Les Numériques souligne que cette technologie « soulève de sérieuses inquiétudes à propos de la vie privée et de la liberté d'expression », en raison du risque de profilage algorithmique, même si aucune image de pièce d’identité n’est stockée pour la majorité des comptes.
Un contexte politique et réglementaire sous tension
La mise en place intervient peu après la décision de la Cour suprême des États-Unis, fin juin 2025, confirmant la loi texane imposant la vérification d’âge pour consulter des contenus pornographiques. Plusieurs autres États préparent des lois similaires, accentuant la pression sur les plateformes numériques.

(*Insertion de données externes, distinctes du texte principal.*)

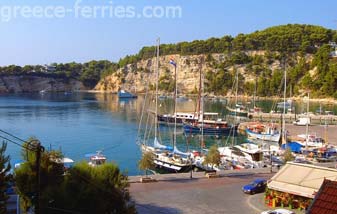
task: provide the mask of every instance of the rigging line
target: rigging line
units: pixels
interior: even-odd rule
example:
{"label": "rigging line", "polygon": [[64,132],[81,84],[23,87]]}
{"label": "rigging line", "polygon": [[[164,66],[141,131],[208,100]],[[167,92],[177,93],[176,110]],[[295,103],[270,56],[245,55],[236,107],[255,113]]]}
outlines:
{"label": "rigging line", "polygon": [[8,133],[8,132],[6,132],[6,131],[4,131],[4,130],[2,130],[2,129],[0,129],[0,132],[3,132],[3,133],[5,133],[5,134],[7,134],[7,135],[9,135],[9,136],[11,136],[11,137],[13,137],[13,138],[15,138],[15,139],[21,141],[21,142],[23,142],[23,143],[26,143],[26,142],[27,142],[26,140],[22,140],[21,138],[16,137],[15,135],[12,135],[11,133]]}
{"label": "rigging line", "polygon": [[17,146],[19,146],[19,147],[21,147],[21,148],[27,149],[27,150],[32,151],[32,152],[36,152],[35,149],[26,147],[26,146],[24,146],[24,145],[22,145],[22,144],[20,144],[20,143],[17,143],[17,142],[15,142],[15,141],[11,140],[11,139],[8,139],[7,137],[4,137],[4,136],[2,136],[2,135],[0,135],[0,138],[4,139],[4,140],[6,140],[6,141],[8,141],[8,142],[10,142],[10,143],[13,143],[13,144],[15,144],[15,145],[17,145]]}
{"label": "rigging line", "polygon": [[139,136],[140,136],[140,130],[141,130],[142,122],[143,122],[143,116],[144,116],[145,105],[146,105],[148,93],[149,93],[149,81],[147,80],[146,81],[145,97],[144,97],[144,102],[143,102],[143,106],[142,106],[142,114],[140,115],[140,120],[139,120],[139,125],[138,125],[137,139],[139,139]]}

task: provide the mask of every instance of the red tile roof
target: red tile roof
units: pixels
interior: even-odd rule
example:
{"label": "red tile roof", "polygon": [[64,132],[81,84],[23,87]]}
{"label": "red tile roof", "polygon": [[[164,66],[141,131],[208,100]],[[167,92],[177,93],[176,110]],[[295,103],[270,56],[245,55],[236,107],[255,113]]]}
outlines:
{"label": "red tile roof", "polygon": [[337,181],[324,179],[307,214],[337,213]]}

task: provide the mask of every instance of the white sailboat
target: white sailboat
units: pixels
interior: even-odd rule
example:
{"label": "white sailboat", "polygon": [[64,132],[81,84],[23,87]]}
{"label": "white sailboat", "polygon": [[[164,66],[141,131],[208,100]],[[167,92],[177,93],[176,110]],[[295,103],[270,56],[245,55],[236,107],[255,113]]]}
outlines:
{"label": "white sailboat", "polygon": [[[156,57],[156,98],[155,98],[155,137],[153,146],[142,144],[143,151],[153,152],[155,155],[154,163],[157,168],[164,169],[169,172],[186,172],[191,170],[193,166],[190,160],[190,154],[178,150],[176,147],[176,134],[177,134],[177,118],[175,118],[174,134],[173,134],[173,147],[169,147],[160,143],[158,139],[158,77],[159,77],[159,44],[157,44],[157,57]],[[176,73],[176,70],[175,70]],[[176,76],[176,74],[175,74]],[[175,105],[174,112],[176,112],[176,95],[177,89],[175,87]]]}

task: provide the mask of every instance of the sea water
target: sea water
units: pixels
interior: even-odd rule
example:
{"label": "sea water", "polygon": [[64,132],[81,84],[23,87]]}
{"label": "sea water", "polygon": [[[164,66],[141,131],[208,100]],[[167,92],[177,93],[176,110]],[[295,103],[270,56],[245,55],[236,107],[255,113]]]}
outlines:
{"label": "sea water", "polygon": [[[74,161],[86,160],[85,155],[102,151],[108,161],[115,162],[128,175],[137,175],[141,171],[137,163],[141,158],[137,136],[143,140],[144,131],[153,129],[151,124],[154,111],[154,99],[145,96],[137,99],[119,100],[115,94],[100,93],[36,93],[0,95],[0,129],[22,140],[30,137],[39,139],[45,149],[61,150],[64,156]],[[218,112],[225,117],[226,100],[205,102],[205,111]],[[197,99],[177,103],[178,111],[197,110]],[[272,101],[260,102],[264,111],[272,106]],[[173,113],[172,98],[159,100],[159,113]],[[143,122],[141,129],[139,121]],[[152,119],[151,119],[152,118]],[[152,121],[153,122],[153,121]],[[153,123],[152,123],[153,124]],[[0,132],[2,140],[7,138],[22,144],[18,139]],[[172,144],[173,128],[160,126],[159,137],[164,144]],[[148,136],[151,141],[153,134]],[[205,137],[206,148],[217,144],[226,146],[244,142],[244,137],[235,140],[224,137]],[[7,154],[11,162],[21,159],[22,148],[7,141]],[[177,129],[177,144],[181,151],[200,150],[200,136],[186,136]]]}

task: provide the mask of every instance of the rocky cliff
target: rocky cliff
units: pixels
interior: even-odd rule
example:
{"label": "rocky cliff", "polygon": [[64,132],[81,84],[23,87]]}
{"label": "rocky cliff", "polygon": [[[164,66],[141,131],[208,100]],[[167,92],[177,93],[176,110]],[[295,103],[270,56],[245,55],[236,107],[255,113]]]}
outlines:
{"label": "rocky cliff", "polygon": [[[248,56],[264,56],[264,51],[248,51]],[[169,64],[169,60],[173,58],[177,62],[177,84],[178,90],[181,93],[191,93],[199,88],[199,71],[200,69],[205,74],[207,72],[213,72],[214,74],[219,69],[219,66],[223,65],[228,60],[226,54],[209,54],[209,55],[166,55],[161,56],[160,74],[159,79],[164,78],[165,75],[171,78],[174,77],[174,66]],[[150,84],[155,83],[156,74],[154,72],[155,58],[147,60],[140,60],[134,64],[128,64],[124,68],[118,69],[114,74],[102,79],[95,87],[97,91],[117,92],[118,89],[123,88],[125,90],[144,92],[146,82]],[[280,62],[274,60],[268,65],[269,69],[281,69]],[[236,65],[235,68],[244,77],[244,81],[255,81],[255,77],[251,71],[247,68],[247,65]],[[227,70],[233,70],[233,66],[227,66]],[[205,80],[207,81],[207,80]]]}
{"label": "rocky cliff", "polygon": [[75,91],[83,90],[83,84],[75,79],[62,79],[38,76],[1,76],[1,93],[22,93],[39,91]]}

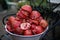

Selon The Verge, Google adopte des approches similaires pour d’autres services, tandis que des entreprises du secteur défendent l’idée que les boutiques d’applications (Apple et Google Play) devraient assumer ce contrôle. Les deux géants y sont opposés, préférant déléguer cette fonction aux plateformes elles-mêmes.
Entre protection et surveillance numérique
Des organisations comme l’Electronic Frontier Foundation ou le Center for Democracy & Technology craignent que la technologie ne serve à renforcer la surveillance et le filtrage excessif des contenus. Les critiques pointent le risque d’erreurs de classification, notamment pour les jeunes adultes, et l’absence de transparence sur les critères précis utilisés par l’algorithme.
Pour les défenseurs de la vie privée, le défi est d’instaurer des mesures protectrices pour les mineurs sans instaurer une collecte massive et intrusive de données comportementales. L’efficacité réelle du dispositif dépendra de sa précision et de la clarté des explications fournies au public.
Un test qui pourrait redéfinir la frontière entre protection et vie privée sur YouTube
En s’appuyant sur l’intelligence artificielle pour vérifier l’âge, YouTube prend position dans un débat global : comment concilier sécurité des mineurs et respect de la confidentialité ? Cette phase pilote américaine, scrutée par les régulateurs et les associations, servira de test grandeur nature pour mesurer la faisabilité d’une telle régulation algorithmique.